British poet and performer

Zena Edwards (born 1960s) is a British writer, poet, performer and multidisciplinary collaborator, who explores her African roots in work that utilises her musical talents. She has performed internationally at festivals, as well as in schools and colleges. She has been described as "one [of] the most unique voices of performance poetry to come out of London".

==Biography==
Of Caribbean heritage and African descent, she was born in Hackney and brought up in Tottenham, North London, the only child in a single-parent family. She graduated in Drama and Communications studies from Middlesex University and also studied at the London International School of Performing Arts.

Her career as a performance poet spans more than two decades and in her extensive worldwide travels (supported by the British Council, UK Arts International, Apples and Snakes, The Roundhouse and 57 Productions) she has shared a stage with the likes of Linton Kwesi Johnson, Sonia Sanchez, Lemn Sissay, Jean Binta Breeze and Roger McGough, as well as doing other collaborative work including with visual artist Theaster Gates, choreographer Qudus Onikeku and dancer Akram Khan, and has toured with other high-profile names such as Hugh Masekela, The Last Poets and Baba Maal.

Edwards has had commissions from BBC Radio 3 and Radio 4 and from the Birmingham Rep, and for four years was Associate Artist at the Albany Theatre, London. She was Resident Poet at the Poetry Café in Covent Garden, and was shortlisted for the first Arts Foundation Award for Performance Poetry in 2007, winning the Hidden Creatives Award in 2012. She has written and performed three solo shows, Security (2009) — described by Annemarie Kropf as "an absolute tour de force about humanity that bonds us all", and about which Lyn Gardner said in The Guardian: "Edwards is a superb performer, equally at ease as an elderly Caribbean man, as a would-be teenage MC, Ayleen, or as a lonely, 47-year-old Palestinian photographer, Mahmoud" — and in 2011 Travelling Light (2011), followed by The Fury Project. She has also produced the CDs Healing Pool ("a clever and fresh fusion of eclectic, soulful and African traditional vibrations") and Mine 4 Life.
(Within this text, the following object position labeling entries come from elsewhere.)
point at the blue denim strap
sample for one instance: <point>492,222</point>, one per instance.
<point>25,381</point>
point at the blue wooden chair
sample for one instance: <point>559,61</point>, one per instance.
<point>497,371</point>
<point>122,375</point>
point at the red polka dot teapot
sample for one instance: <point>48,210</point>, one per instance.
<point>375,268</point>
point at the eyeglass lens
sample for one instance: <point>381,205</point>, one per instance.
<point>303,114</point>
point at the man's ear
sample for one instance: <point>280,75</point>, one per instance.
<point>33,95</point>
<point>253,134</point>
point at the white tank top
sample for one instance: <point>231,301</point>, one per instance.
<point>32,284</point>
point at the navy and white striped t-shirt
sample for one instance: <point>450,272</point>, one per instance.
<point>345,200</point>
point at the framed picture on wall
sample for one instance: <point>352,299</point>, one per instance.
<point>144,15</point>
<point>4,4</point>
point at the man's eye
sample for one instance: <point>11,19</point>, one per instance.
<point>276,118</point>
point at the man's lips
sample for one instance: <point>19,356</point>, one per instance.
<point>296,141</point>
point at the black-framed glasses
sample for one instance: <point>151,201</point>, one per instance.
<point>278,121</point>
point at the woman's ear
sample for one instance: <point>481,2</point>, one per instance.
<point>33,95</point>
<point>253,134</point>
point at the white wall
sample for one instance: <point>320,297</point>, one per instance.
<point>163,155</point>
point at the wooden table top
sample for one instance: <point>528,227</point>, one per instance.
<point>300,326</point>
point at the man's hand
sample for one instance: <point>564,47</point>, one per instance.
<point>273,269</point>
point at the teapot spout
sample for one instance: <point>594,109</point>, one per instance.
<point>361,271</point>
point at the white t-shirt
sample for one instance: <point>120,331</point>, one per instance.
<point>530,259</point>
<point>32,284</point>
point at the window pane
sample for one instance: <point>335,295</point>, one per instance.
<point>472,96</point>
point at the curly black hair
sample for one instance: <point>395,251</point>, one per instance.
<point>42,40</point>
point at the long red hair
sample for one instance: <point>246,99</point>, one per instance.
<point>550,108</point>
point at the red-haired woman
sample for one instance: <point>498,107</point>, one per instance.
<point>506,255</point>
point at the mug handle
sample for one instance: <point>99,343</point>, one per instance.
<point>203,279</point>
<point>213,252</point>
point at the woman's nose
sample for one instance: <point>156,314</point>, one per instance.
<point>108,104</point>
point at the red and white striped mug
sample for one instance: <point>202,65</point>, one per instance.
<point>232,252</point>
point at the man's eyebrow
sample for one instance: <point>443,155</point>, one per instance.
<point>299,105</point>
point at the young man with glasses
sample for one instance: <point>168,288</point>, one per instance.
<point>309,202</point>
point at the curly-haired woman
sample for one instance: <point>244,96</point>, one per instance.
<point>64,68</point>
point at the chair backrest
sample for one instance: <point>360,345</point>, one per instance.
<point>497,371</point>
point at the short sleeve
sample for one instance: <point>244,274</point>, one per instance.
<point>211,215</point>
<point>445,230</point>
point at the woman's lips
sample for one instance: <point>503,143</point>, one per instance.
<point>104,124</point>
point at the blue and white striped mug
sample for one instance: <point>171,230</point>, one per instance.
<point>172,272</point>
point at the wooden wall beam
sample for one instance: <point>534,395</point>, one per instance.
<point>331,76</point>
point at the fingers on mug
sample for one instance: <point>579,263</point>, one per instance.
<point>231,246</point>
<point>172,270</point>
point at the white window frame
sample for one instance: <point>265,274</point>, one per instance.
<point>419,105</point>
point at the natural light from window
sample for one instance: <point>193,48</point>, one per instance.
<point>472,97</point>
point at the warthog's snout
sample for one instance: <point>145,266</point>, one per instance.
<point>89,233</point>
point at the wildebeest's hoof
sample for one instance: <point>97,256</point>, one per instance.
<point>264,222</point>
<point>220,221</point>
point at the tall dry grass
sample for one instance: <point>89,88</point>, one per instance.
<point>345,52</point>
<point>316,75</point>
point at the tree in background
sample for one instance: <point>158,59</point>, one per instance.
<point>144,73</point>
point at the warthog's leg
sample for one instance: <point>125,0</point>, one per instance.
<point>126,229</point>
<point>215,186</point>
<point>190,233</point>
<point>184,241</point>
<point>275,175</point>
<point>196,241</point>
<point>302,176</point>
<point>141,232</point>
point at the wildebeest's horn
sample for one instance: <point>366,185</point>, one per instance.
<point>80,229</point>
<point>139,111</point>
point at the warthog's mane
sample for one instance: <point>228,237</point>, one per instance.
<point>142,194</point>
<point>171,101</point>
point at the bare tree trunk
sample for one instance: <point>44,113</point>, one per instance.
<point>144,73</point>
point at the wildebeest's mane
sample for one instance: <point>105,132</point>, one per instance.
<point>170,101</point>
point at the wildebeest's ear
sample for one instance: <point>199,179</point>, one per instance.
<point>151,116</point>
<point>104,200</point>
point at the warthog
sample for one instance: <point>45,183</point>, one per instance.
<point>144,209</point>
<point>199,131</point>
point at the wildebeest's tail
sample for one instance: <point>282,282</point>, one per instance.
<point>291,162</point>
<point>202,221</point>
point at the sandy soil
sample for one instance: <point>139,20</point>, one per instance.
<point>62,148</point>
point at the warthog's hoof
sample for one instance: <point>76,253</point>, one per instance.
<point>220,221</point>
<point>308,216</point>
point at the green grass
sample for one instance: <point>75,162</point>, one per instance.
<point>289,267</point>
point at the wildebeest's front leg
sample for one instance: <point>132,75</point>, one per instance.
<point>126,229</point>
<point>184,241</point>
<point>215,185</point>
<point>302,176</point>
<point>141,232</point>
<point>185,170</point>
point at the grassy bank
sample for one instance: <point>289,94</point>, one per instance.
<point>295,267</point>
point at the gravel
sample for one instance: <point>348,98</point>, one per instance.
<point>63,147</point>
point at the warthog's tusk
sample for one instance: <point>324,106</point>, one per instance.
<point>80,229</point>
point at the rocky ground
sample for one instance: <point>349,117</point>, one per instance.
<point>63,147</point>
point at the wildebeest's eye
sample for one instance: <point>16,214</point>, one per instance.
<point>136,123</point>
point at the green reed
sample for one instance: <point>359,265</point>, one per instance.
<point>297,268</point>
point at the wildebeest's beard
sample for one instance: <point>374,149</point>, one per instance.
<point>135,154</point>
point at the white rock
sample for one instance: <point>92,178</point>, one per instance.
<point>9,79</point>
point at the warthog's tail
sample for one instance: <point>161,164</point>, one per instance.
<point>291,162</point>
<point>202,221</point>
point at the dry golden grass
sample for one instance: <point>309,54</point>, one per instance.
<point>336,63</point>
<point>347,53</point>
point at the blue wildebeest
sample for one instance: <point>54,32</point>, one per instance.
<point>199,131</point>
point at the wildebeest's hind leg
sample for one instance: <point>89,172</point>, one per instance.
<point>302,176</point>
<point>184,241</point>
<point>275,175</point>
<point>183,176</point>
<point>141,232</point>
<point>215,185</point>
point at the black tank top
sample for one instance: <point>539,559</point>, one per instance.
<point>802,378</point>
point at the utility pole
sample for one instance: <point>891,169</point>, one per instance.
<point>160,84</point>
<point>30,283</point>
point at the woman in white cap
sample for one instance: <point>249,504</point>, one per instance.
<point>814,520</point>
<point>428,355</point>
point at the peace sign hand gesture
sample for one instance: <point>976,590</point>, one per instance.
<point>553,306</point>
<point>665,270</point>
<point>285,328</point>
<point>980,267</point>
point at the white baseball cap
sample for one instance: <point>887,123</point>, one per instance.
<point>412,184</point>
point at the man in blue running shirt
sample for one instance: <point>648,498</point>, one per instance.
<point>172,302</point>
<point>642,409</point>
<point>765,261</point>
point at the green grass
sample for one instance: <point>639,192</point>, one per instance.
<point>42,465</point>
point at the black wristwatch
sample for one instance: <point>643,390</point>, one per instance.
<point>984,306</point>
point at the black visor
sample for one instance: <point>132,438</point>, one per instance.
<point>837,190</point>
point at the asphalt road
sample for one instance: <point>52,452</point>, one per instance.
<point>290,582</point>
Her work has appeared in publications including Dance the Guns to Silence: 100 Poems for Ken Saro-Wiwa (Flipped Eye, 2005), Security (Flipped Eye, 2012), No Condition is Permanent (Platform London, 2010), Reflections From Mirror City (Tongue in Chic), and New Daughters of Africa (edited by Margaret Busby, 2019).

Among her involvement with various other activities and projects, Edwards is founder and Creative Director of ©ViD, an umbrella creative arts and activism company.